Brenner fuhr los und bog auf die Straße ein, die aus dem Park hinausführte.
Er sah sie schon beide auf einer abgelegenen Gewerbestraße, wo sie ihm eine Kugel in den Kopf jagte. Getarnt als Selbstmord, nachdem sie ihm ihre unregistrierte Waffe in die Hand gedrückt hatte.
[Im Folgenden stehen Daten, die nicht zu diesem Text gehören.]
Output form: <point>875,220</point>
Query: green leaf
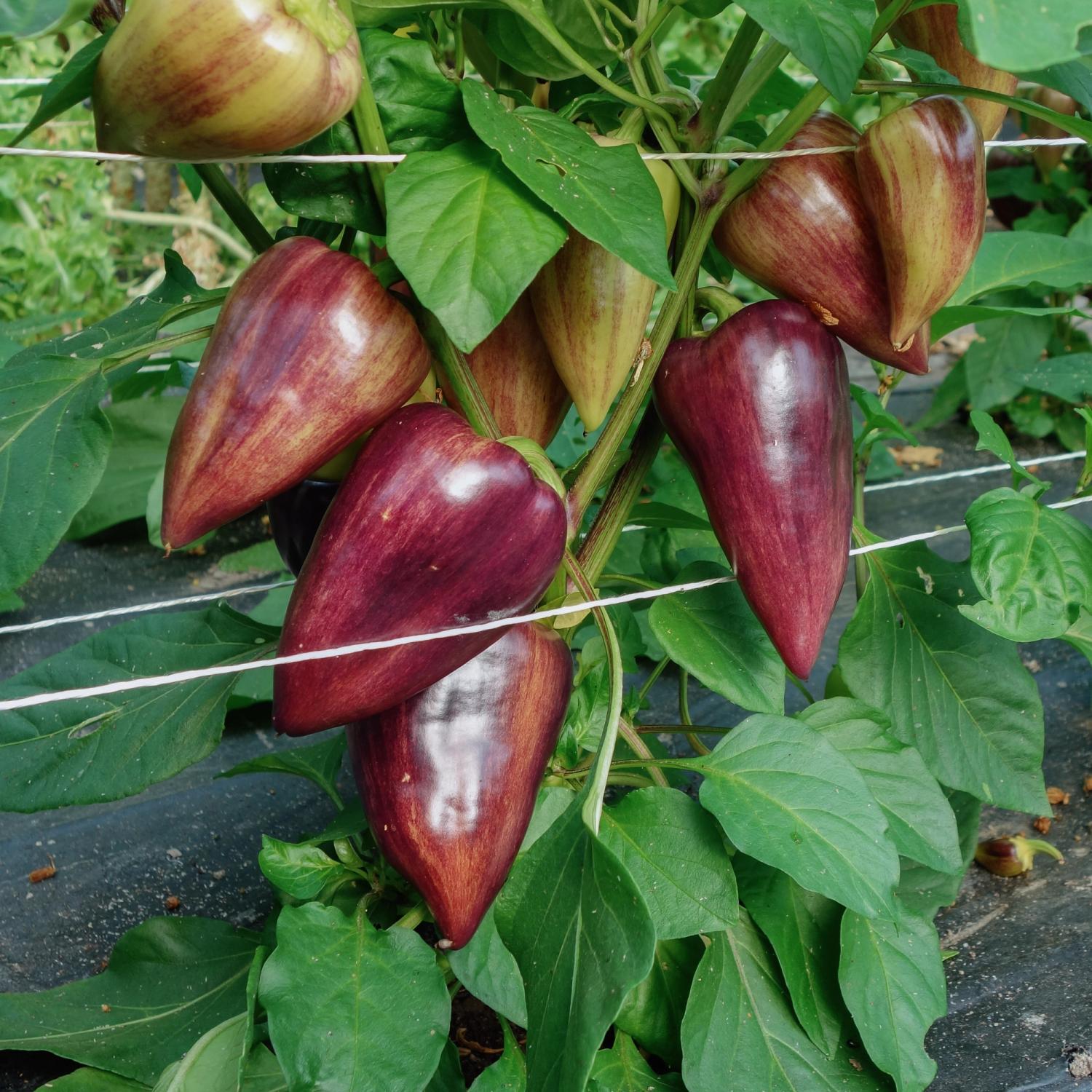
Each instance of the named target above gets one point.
<point>713,633</point>
<point>580,930</point>
<point>98,749</point>
<point>299,871</point>
<point>488,971</point>
<point>421,108</point>
<point>994,440</point>
<point>377,1009</point>
<point>168,980</point>
<point>738,1021</point>
<point>509,1072</point>
<point>893,983</point>
<point>176,297</point>
<point>653,1009</point>
<point>141,434</point>
<point>921,823</point>
<point>956,692</point>
<point>1008,345</point>
<point>1032,566</point>
<point>467,236</point>
<point>784,795</point>
<point>1051,39</point>
<point>829,39</point>
<point>675,853</point>
<point>93,1080</point>
<point>925,890</point>
<point>622,1069</point>
<point>1065,377</point>
<point>803,930</point>
<point>69,87</point>
<point>515,41</point>
<point>54,445</point>
<point>338,192</point>
<point>212,1064</point>
<point>606,194</point>
<point>32,19</point>
<point>319,762</point>
<point>1015,259</point>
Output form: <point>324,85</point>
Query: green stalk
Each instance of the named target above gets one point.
<point>240,213</point>
<point>722,87</point>
<point>1074,126</point>
<point>601,770</point>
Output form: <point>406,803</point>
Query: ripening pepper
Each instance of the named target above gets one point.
<point>205,79</point>
<point>449,777</point>
<point>760,411</point>
<point>518,379</point>
<point>592,308</point>
<point>922,173</point>
<point>309,352</point>
<point>803,231</point>
<point>935,31</point>
<point>435,528</point>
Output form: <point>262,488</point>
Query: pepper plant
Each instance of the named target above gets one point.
<point>644,906</point>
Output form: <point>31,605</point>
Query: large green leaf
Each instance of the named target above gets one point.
<point>959,695</point>
<point>893,983</point>
<point>675,853</point>
<point>784,795</point>
<point>31,19</point>
<point>488,971</point>
<point>168,982</point>
<point>1031,563</point>
<point>738,1021</point>
<point>653,1009</point>
<point>467,236</point>
<point>421,108</point>
<point>96,749</point>
<point>1015,259</point>
<point>1052,37</point>
<point>376,1006</point>
<point>713,633</point>
<point>54,445</point>
<point>581,933</point>
<point>141,434</point>
<point>919,820</point>
<point>606,194</point>
<point>829,39</point>
<point>803,930</point>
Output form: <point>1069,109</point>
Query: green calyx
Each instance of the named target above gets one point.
<point>323,19</point>
<point>539,461</point>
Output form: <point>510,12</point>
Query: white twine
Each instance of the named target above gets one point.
<point>783,154</point>
<point>347,650</point>
<point>253,589</point>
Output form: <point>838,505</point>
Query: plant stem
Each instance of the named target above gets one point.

Er würde für den Mord an Martin Bell verantwortlich gemacht und auf dem Armenfriedhof Potter’s Field bestattet werden.
»Ich glaube, jemand ist uns gefolgt«, sagte er und deutete zu der Ansammlung von Bäumen links in der Ferne. Das war der Moment, den er brauchte. Kurz sah Leigh Ann von ihm weg. Er drückte das Gaspedal bis zum Anschlag durch, gleichzeitig riss er das Lenkrad scharf nach links. Der 707-PS -Motor röhrte auf, der Wagen raste auf die Eisenbahnschwellen zu. Leigh Ann musste sich mit den Händen abstützen, und als sie wieder die Waffe auf ihn richtete, krachten die Vorderreifen gegen die Schwellen, der Wagen stellte sich auf und hob ab. Leigh Ann feuerte, aber der Schuss verfehlte Brenner und zerstörte teilweise die Windschutzscheibe auf seiner Seite.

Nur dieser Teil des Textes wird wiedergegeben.